The UK government has tabled the idea of a post-Brexit ETF hub and has asked how this could be achieved, in a call for input sent to personnel in the UK asset management sector.
While stating that it “is not aware of any significant remaining barriers” to ETFs domiciling in the UK, the government acknowledged that “embedded business practice, industry and investor familiarity, and inertia” will give well-established domiciles the upper hand over the UK funds regime.
This can be seen with the use of acronyms such as ICAV (Irish Collective Asset Management Vehicles) which was coined to describe the funds industry that has established itself in Ireland, on the back of the country’s low-tax regime.
The call for input said: “The government has also been told by stakeholders that ’re-domiciling’ existing funds would involve moving assets from an entity in one jurisdiction to a new entity in the UK which would be expensive for firms and could create tax liabilities for investors, meaning this may therefore be unrealistic.”
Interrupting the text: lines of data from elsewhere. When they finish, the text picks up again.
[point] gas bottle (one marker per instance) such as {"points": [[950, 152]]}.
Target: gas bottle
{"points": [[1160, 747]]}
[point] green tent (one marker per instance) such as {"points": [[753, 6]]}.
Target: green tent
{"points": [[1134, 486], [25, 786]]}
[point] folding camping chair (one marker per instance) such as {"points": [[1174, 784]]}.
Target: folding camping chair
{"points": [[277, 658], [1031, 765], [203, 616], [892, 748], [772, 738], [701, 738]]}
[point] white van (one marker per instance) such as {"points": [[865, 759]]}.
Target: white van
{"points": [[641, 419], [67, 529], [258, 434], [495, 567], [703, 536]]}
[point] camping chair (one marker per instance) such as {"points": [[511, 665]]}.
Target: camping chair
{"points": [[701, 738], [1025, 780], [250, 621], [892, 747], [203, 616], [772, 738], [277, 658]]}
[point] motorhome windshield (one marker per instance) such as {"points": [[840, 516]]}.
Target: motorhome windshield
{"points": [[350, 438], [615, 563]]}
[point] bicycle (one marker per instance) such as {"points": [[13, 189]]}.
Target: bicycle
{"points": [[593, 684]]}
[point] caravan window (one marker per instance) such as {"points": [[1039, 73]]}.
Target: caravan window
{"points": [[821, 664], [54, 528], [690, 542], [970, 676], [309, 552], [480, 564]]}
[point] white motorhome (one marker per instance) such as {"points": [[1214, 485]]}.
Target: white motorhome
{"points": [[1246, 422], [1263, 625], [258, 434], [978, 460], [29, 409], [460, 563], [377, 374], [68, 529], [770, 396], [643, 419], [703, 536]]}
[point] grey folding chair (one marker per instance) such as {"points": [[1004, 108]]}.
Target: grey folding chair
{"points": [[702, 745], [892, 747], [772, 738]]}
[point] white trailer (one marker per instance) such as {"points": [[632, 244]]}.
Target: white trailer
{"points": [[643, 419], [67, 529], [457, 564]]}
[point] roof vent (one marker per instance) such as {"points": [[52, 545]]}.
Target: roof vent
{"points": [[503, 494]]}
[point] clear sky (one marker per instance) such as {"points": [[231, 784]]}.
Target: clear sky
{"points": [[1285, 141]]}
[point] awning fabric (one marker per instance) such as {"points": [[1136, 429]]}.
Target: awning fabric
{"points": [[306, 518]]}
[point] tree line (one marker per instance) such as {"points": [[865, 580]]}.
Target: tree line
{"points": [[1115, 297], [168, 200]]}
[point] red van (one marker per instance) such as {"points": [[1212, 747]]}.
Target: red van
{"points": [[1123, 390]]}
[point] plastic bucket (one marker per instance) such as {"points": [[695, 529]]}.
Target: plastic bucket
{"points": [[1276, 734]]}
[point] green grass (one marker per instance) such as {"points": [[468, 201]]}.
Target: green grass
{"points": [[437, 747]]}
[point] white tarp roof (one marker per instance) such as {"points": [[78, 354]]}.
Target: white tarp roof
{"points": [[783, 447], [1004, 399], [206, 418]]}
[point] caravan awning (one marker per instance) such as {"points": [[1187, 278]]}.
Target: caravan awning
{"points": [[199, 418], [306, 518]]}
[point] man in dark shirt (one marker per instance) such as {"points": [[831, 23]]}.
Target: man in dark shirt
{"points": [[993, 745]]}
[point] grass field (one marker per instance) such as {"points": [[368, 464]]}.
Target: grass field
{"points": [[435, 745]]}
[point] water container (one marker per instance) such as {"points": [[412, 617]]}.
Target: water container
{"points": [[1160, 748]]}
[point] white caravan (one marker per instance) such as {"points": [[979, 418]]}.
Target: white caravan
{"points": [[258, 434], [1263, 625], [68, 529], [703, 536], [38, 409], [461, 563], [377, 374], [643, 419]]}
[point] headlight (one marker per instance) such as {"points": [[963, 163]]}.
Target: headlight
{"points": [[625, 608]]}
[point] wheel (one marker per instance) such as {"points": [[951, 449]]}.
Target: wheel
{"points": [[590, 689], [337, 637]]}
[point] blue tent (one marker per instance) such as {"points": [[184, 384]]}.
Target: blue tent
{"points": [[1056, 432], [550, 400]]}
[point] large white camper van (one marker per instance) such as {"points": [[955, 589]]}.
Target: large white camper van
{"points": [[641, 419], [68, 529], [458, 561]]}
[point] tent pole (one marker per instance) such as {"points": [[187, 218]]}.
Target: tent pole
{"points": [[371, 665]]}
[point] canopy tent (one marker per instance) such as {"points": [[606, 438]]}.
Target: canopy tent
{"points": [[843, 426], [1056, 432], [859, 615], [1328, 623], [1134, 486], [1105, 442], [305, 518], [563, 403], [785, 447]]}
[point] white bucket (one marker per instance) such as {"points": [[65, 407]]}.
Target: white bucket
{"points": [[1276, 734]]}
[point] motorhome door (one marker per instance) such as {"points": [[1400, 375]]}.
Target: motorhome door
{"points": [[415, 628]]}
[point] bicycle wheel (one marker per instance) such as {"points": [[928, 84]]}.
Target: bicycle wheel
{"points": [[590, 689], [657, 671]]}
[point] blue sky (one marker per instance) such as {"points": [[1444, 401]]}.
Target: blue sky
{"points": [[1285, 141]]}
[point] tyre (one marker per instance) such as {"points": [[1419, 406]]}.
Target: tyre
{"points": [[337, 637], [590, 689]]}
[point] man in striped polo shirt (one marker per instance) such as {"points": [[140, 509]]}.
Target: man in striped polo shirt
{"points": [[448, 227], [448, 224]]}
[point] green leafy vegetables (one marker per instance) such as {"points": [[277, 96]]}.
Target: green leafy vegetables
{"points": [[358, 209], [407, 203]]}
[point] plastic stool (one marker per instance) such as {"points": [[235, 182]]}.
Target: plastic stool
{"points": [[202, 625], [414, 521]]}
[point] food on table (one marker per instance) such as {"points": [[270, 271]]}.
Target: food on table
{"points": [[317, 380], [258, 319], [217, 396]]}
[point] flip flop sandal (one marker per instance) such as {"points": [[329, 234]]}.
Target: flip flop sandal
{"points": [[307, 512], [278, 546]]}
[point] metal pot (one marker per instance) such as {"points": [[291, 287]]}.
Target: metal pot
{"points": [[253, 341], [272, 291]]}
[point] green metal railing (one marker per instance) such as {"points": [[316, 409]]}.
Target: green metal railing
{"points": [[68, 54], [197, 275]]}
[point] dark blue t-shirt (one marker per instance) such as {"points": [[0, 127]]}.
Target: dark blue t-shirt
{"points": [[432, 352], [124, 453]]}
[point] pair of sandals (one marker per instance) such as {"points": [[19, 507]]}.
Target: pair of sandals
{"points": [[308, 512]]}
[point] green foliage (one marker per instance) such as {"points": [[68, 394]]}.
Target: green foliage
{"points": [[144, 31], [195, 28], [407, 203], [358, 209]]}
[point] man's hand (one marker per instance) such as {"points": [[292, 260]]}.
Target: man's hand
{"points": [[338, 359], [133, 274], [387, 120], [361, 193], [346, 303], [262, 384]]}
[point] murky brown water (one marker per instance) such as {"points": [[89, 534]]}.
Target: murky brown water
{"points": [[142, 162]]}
To counter this, the government seeks to leverage the reputation of the UK’s legal and regulatory systems, while also implementing new proposals that would make the country’s regime more attractive to new ETFs and those sold in high-growth international markets.
Another issue the call for input identified is that the UK’s lack of passporting rights and EU market access could make it internationally uncompetitive in the retail funds sector.
With this in mind, the Treasury, and the Department for International Trade and UK industry, will extend their ongoing international promotion of the UK funds regime with stakeholders around the world.
The consultation also asked recipients to offer feedback on enhancing the UK’s reputation as a location for AIFs (such as hedge funds, REITs, and venture capital), with these less-regulated instruments not facing the same extent of market access issues as retail funds.
By creating a new hub, the government also hopes to expand the scope of the asset management industry across the UK. The call for input already reports that some 40% of the UK jobs supporting or resulting from the asset management activity are based outside of London.
“The government therefore considers that by paving the way for more fund administration jobs, enhancements to the UK funds regime can generate more jobs outside of London,” the government consultation added.